A informalidade do trabalho é um dos maiores desafios sociais e econômicos da América Latina. Mas seus efeitos não terminam no presente: ela também compromete o futuro previdenciário de milhões de pessoas. Em países onde a aposentadoria depende de poupança acumulada ao longo da vida — como nos sistemas de capitalização— o emprego informal tem um impacto direto e devastador: ele interrompe ou impede contribuições e reduz dramaticamente o benefício final.
A lógica é simples. Em regimes de capitalização, a renda na velhice depende de três fatores: quanto se contribui, por quanto tempo se contribui e por quantos anos esse saldo precisa financiar a aposentadoria. A informalidade ataca o núcleo do modelo ao cortar a densidade contributiva, isto é, o número de anos efetivamente contribuídos. Menos tempo contribuindo significa menos capital acumulado e, sobretudo, menos tempo para os juros compostos atuarem — o principal motor de crescimento das reservas previdenciárias.
Simulações em países latino-americanos com sistemas de poupança individual mostram a dimensão do problema. Só elevar a densidade de contribuição a níveis próximos aos europeus geraria aumentos expressivos nas taxas de reposição — a pensão como proporção do salário final. Quando esse ganho é combinado com alíquotas mais realistas e idade de aposentadoria compatível com a longevidade, o salto se torna ainda maior. A mensagem é cristalina: regularidade contributiva importa tanto quanto a alíquota. Sem contribuições contínuas, nem o melhor retorno de investimento consegue compensar o vazio acumulado ao longo da carreira.
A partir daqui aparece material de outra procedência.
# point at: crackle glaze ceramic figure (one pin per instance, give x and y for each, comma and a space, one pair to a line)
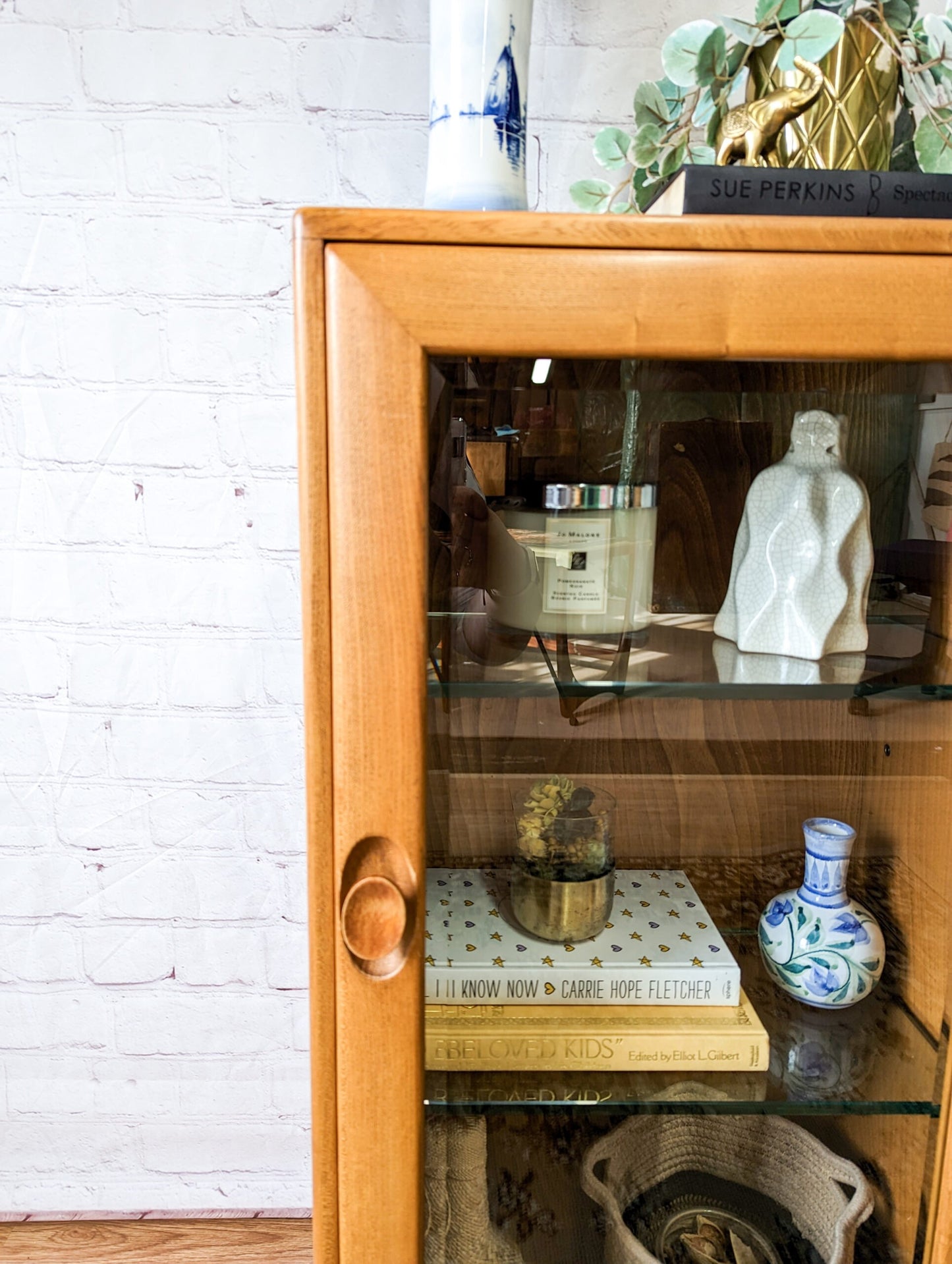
817, 943
803, 555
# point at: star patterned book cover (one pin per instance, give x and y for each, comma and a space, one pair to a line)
659, 947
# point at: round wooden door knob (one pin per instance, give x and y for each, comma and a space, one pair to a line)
374, 918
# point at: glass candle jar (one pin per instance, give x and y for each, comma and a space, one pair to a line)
596, 550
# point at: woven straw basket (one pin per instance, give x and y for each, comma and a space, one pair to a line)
765, 1153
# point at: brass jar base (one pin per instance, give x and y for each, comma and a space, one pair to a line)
561, 912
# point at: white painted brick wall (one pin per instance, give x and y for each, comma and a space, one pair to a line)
154, 1019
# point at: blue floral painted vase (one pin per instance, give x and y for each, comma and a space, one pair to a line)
818, 945
478, 86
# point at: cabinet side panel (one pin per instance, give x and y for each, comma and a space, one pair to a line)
377, 466
315, 586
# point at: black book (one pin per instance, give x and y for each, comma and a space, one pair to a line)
796, 191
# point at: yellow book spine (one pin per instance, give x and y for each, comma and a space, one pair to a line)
502, 1049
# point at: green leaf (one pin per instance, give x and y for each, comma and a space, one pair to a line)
777, 9
702, 155
934, 144
712, 57
679, 52
673, 95
920, 89
645, 185
811, 36
671, 158
646, 146
746, 32
652, 107
703, 109
938, 33
591, 195
611, 148
903, 153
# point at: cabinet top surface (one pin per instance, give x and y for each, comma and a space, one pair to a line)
626, 233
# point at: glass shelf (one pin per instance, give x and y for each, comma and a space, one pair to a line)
679, 656
873, 1060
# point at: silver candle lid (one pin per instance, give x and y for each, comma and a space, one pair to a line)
600, 496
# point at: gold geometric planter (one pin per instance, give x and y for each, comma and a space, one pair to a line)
850, 125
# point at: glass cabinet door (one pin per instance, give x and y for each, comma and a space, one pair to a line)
623, 1055
627, 617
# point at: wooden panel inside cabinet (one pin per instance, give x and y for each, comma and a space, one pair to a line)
704, 472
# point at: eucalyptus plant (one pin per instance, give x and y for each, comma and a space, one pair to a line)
677, 118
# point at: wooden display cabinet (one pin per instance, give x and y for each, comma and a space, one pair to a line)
719, 329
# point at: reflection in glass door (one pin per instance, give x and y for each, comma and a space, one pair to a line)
623, 1055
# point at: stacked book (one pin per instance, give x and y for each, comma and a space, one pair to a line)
656, 990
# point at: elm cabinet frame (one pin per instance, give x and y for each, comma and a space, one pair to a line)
377, 292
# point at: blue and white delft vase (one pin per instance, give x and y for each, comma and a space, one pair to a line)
478, 80
818, 945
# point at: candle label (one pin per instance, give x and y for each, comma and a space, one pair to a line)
577, 566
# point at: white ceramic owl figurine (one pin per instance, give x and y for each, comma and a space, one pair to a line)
803, 555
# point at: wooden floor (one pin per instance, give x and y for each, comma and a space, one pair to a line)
157, 1242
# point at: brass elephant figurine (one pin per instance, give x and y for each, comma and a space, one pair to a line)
750, 132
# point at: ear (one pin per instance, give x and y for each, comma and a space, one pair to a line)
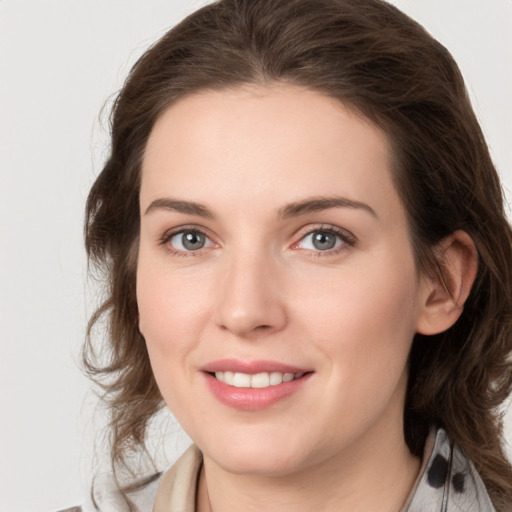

O efeito é ainda mais grave entre os jovens. A entrada tardia no mercado formal e a alternância entre informalidade e desemprego fazem com que lacunas ocorram justamente nos anos mais valiosos para acumular poupança. Não contribuir nos primeiros anos de trabalho custa caro porque elimina a fase em que cada aporte teria mais tempo para render. Em outras palavras: a aposentadoria começa a ser definida cedo; adiar contribuições hoje é reduzir renda amanhã.
Para o Brasil e para o setor de previdência complementar, o debate tem duas implicações estratégicas. A primeira é que a formalização do trabalho não é apenas uma agenda trabalhista ou fiscal — é política previdenciária. Ela amplia a base contributiva, sustenta a poupança de longo prazo e melhora as aposentadorias futuras. A segunda é que, enquanto a informalidade persistir, será preciso inovar: planos acessíveis, contribuições flexíveis, portabilidade simples e adesão digital podem criar trajetórias de poupança mesmo em carreiras instáveis.
Em síntese, não há como elevar o patamar das aposentadorias sem enfrentar a informalidade e sem estimular contribuições precoces e contínuas. O juro composto é o maior aliado do trabalhador — mas só funciona quando há contribuição. A informalidade cria um “buraco invisível” no ciclo de vida previdenciário. Fechá-lo é condição para garantir renda digna na velhice e ampliar a força da previdência complementar como instrumento de proteção social e desenvolvimento econômico.
*Devanir Silva é Diretor-Presidente da Abrapp
Fonte: Abrapp em Foco, em 09.12.2025.